De "Bajamar"
novela
Me han querido cambiar
los ropajes, el destino, el curso de los barrancos, la música de las noches y
los días. Maltratado y todo, aquí estoy, con los mismos ánimos, o al menos aún
los dedos tienen fuerzas para raspar en la corteza de los árboles y sacarle
palabras que aunque debilitadas aún laten y palpan la tierra húmeda o en el
papel, también arrancado a la piel del árbol. Me han tirado casas abajo para en
su lugar construir conejeras para humanos. Me han dejado secar, cortándome el
agua, cerrándome los pozos, las galerías. Pero aquí estoy, me fortalecen las
caídas, o es la rabia, que me tiene en pie y no permite que me venga abajo. En
la niñez hay bosques y hay junglas en los matorrales. Hay charcas que son
grandes lagunas y charcos que son
grandes océanos. Luego, niñez desvaneciéndose, el tiempo va secando las
veredas, despojándolas de misterios y secretos, de grutas y fortalezas. Pero
las casas caídas perduran aquí, en el largo pasillo de las casas en el tiempo, en
los cuentos, el sabor de cada casa, los olores que la habitaban, sus rincones
fríos y los más cálidos, sus ventanas, sus puertas y sus aldabones, sus camas y
sus cabeceros de hierro, sus tejas, sus tinajas en el patio, la destiladera, el
olor a jabón lagarto en las piedras lisas del patio, las tejas rotas. Las casas
caídas. Están. Vivas. Lisiadas, pero vivas. Basta una fotografía para que se
reactiven los recuerdos, las sensaciones, los días en ellas. Y perdura el agua de
aguacero corriendo por los barrancos, perdura su sonido libre, cristalino, basta
bucear en el sueño porque los sueños. Las ranas en los tallos de yerba. Me han
querido cambiar los ropajes y lo único que han conseguido es una demora en el
camino, que me lo he tomado como un respiro, un rato de descanso. El camino
sigue avanzando en esta quietud, no se detiene. Marina avanza por la vereda, se
detiene, otea desde lo alto, busca lo que perdió. Algún pequeño suspiro ha
caído en la pequeña caja de nácar, se detiene, cae, y arena, hay arena en el
fondo, restos de temblores que fueron caricias, mordidas al sedeo del deseo,
seis rosas negras. En esta casa donde Marina entra, yo he estado, y me he
sentado donde ella se sienta. Ahora es la casa de un hombre, antes fue casa vacía,
de incursiones al atardecer, de cuentos contados por fantasmas a la luz de la
vela. Hace tiempo que no he entrado ahí, ahora sé que ya no podré entrar,
trancada para mí porque la niñez. La espero frente al embarcadero, donde se
perdió algún regreso o alguna partida. Porque los destinos. Marina tiene las
manos bellas y delgadas de la blancura, se mueven por la casa y son dos palomas
blancas que surcan cielos recién descubiertos, desnudos, blancos, abiertos en
ventanas con marcos verdes marinos y roces trémulos de temblores verdes,
pétalos negros de rosas negras en los alféizares. Unas gotas de miel de hinojo en
los labios. Una risa porque la tarde le ha hecho cosquillas en las comisuras y
porque la tarde. Un vestido blanco volando en el aire. La marea se queja
quejosa, gime, se le astillan algunos sueños. Blancos. Marina invita a las
palomas a recorrer el mundo. En mi pueblo hay un barco varado en cada callejón
que se descuelga hacia el mar. Faroles amarillentos, viejos, iluminan la
cubierta, dos rostros en la penumbra, se balancean, unidos, uncidos. Se besan.

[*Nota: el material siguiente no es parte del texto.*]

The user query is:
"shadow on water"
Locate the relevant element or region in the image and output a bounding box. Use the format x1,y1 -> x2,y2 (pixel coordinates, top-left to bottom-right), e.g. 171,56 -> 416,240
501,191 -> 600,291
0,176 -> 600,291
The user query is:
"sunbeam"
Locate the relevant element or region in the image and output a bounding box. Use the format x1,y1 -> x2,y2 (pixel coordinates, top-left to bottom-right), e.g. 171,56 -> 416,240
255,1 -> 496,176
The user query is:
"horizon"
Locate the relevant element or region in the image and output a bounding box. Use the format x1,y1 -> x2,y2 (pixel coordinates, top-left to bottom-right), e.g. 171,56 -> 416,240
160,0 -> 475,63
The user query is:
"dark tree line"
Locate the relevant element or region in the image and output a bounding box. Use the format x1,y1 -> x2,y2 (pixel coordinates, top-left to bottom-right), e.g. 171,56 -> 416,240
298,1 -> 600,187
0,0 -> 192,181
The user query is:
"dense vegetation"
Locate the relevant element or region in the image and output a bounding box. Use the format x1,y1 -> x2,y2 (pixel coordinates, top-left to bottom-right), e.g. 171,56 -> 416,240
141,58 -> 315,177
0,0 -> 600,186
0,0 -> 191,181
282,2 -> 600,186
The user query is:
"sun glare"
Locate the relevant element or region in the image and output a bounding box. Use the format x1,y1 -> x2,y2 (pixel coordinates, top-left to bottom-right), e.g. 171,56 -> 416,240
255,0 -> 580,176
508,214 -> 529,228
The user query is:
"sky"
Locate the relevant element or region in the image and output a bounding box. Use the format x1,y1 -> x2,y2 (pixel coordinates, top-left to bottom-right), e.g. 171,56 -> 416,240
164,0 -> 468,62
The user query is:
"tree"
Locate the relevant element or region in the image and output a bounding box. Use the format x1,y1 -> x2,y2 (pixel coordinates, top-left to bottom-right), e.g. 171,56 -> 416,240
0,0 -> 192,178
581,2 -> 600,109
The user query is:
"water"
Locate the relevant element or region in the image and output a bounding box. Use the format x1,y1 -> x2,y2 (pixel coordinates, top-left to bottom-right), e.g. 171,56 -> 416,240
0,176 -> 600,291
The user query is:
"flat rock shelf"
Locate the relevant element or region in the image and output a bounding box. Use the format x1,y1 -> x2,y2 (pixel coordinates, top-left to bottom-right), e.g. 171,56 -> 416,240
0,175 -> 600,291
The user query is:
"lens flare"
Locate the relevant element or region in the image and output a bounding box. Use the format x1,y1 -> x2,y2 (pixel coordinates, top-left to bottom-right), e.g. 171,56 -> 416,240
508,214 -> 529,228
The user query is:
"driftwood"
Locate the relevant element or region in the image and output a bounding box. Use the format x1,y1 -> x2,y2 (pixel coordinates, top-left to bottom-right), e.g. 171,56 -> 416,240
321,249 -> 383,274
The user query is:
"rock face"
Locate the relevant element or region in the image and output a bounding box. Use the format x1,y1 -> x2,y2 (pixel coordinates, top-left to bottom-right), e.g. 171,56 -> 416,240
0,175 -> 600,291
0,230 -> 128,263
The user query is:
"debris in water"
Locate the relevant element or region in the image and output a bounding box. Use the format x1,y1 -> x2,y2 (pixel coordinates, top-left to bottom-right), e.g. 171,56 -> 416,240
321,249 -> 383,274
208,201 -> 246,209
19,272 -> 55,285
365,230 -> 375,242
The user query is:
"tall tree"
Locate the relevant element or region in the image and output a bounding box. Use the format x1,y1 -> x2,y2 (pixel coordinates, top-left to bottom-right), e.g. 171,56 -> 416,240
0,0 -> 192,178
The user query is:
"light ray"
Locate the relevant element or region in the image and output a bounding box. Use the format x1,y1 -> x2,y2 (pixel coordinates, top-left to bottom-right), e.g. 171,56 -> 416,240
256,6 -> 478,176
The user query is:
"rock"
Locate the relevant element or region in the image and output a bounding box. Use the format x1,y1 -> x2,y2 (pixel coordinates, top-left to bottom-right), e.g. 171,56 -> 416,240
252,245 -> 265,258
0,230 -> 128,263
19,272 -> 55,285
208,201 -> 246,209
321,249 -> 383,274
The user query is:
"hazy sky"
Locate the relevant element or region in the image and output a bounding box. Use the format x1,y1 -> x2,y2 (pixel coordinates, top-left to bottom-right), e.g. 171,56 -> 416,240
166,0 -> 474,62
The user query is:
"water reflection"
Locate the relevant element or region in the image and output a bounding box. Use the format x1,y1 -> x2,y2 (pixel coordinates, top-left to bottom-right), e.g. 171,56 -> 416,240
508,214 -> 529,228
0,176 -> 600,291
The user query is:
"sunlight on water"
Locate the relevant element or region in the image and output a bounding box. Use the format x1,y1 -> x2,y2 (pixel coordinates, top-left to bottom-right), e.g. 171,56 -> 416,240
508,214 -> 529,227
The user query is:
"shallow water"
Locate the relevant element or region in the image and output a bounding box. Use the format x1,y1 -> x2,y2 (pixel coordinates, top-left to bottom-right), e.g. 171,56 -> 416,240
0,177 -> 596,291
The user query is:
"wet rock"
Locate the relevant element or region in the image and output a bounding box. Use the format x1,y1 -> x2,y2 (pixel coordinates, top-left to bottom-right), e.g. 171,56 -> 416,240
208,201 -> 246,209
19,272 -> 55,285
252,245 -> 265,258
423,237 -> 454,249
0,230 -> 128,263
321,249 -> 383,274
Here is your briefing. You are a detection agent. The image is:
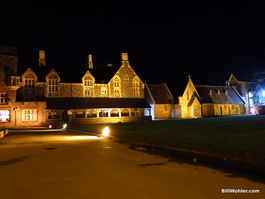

Se confunden los ruidos, que semejan estallidos del agua en la madera del
barco. Va tomando forma el puente en la imaginación del carpintero. Ya le ve el
color a la madera, sus fibras recién lijadas. Ya percibe el olor de su serrín. Marina
desliza la mano por la baranda de la cubierta, suave pero rasposa, ensalitrada.
Pasa ante mí, llegando la noche, se desnuda, su cuerpo brilla, se sumerge en
las aguas y nada: nada igual que los sueños que te ponen lágrimas de ternura y raspan y lastiman en los labios.